Il magistrato chiede alla Cassazione di esprimersi sulla vicenda considerando la sentenza di assoluzione emessa in appello: "Contraddittoria, illogica e carente" e la motivazione "volutamente sintetica e fatalmente incompleta"
Si lanciò dal tetto di una scuola a Forlì, il 17 giugno 2014. Aveva 16 anni e lasciò un video in cui accusava i suoi genitori di tormentarla. Il padre e la madre sono stati condannati in primo grado e successivamente assolti in appello dall’accusa di isitigazione al suicidio e maltrattamenti. Ma contro quel verdetto insorge il sostituto procuratore generale di Bologna Valter Giovannini che chiede alla Cassazione di pronunciarsi. “Da una oggettiva analisi di questa spaventosa vicenda si evince una volontà precisa di annientamento, da parte degli imputati, delle istanze provenienti dalla figlia, con continua svalutazione della sua personalità, delle sue naturali istanze di sedicenne, del mancato volontario riconoscimento della eccezionale brillantezza del suo intelletto” scrive il magistrato nel ricorso agli ermellini.
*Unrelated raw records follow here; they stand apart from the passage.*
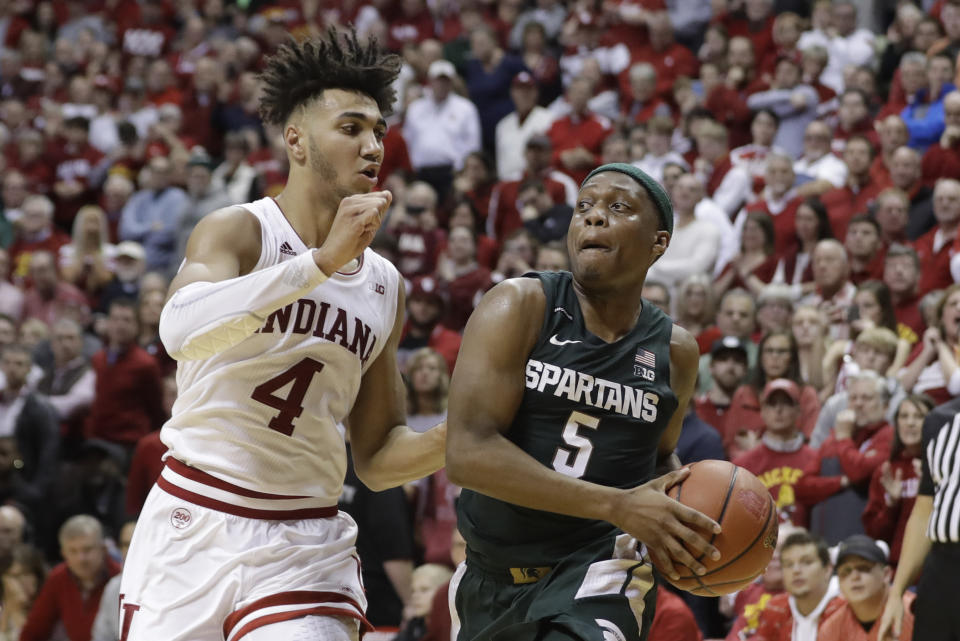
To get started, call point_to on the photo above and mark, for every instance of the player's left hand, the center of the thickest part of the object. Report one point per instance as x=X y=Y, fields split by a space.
x=672 y=531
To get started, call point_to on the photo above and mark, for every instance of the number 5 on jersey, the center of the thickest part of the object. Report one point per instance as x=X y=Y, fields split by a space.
x=580 y=446
x=290 y=407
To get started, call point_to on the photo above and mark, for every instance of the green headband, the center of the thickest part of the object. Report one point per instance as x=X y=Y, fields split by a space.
x=656 y=192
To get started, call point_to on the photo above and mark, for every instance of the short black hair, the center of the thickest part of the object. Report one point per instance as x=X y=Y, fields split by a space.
x=803 y=537
x=301 y=71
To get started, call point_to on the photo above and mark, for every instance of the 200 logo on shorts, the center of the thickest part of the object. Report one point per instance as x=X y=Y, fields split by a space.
x=180 y=518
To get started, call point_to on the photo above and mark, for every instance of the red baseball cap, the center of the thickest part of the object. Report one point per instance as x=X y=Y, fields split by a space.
x=781 y=385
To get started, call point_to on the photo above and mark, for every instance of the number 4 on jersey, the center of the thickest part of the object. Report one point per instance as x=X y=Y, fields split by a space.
x=290 y=407
x=581 y=447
La sentenza di appello, che non ha ravvisato responsabilità penali, è, per il pg, contraddittoria, illogica e carente, e la motivazione “volutamente sintetica e fatalmente incompleta”, anche perché non avrebbe dovutamente considerato le testimonianze delle amiche della ragazza, “selezionate e segmentate” così da non restituire una valutazione di insieme. Né avrebbe dato il corretto significato alle lettere e al video girato dalla giovane poco prima di togliersi la vita, “una sorta di denuncia lasciata da Rosita ai genitori, ma anche alle forze dell’ordine e agli inquirenti, nella quale appare chiaro lo stato di prostrazione della minore“.
Per i giudici della Corte di assise di appello di Bologna invece Roberto Raffoni e Rosita Cenni non maltrattarono la figlia. “Dalla lettura complessiva dei dati di fatto raccolti non può affermarsi che gli imputati abbiano sottoposto la figlia a un regime di vita sistematicamente vessatorio, lesivo della sua libertà e della sua personalità, tale da porla in uno stato di isolamento, soggezione, deprivazione affettiva e impedendole di vivere in modo naturale e sereno la propria adolescenza”. E per questo non hanno riconosciuto la loro responsabilità.
Se i giudici di primo grado avevano parlato di “svalutazione della personalità” e condotte “improntate a castrazione e repressione“, opposta è la lettura dei magistrati del processo d’appello anche sul ruolo delle lettere e del video in cui Rosita, prima di uccidersi, accusava i genitori. Proprio perché l’abuso psicologico “risulta particolarmente sfuggente – secondo i giudici di appello – è necessario individuare fatti concreti che ne costituiscano quanto meno la spia, onde evitare che si tragga la prova dei maltrattamenti unicamente dalle parole di un’adolescente così sofferente da arrivare a togliersi la vita a 16 anni, per di più in maniera così plateale gettandosi dal tetto della scuola”.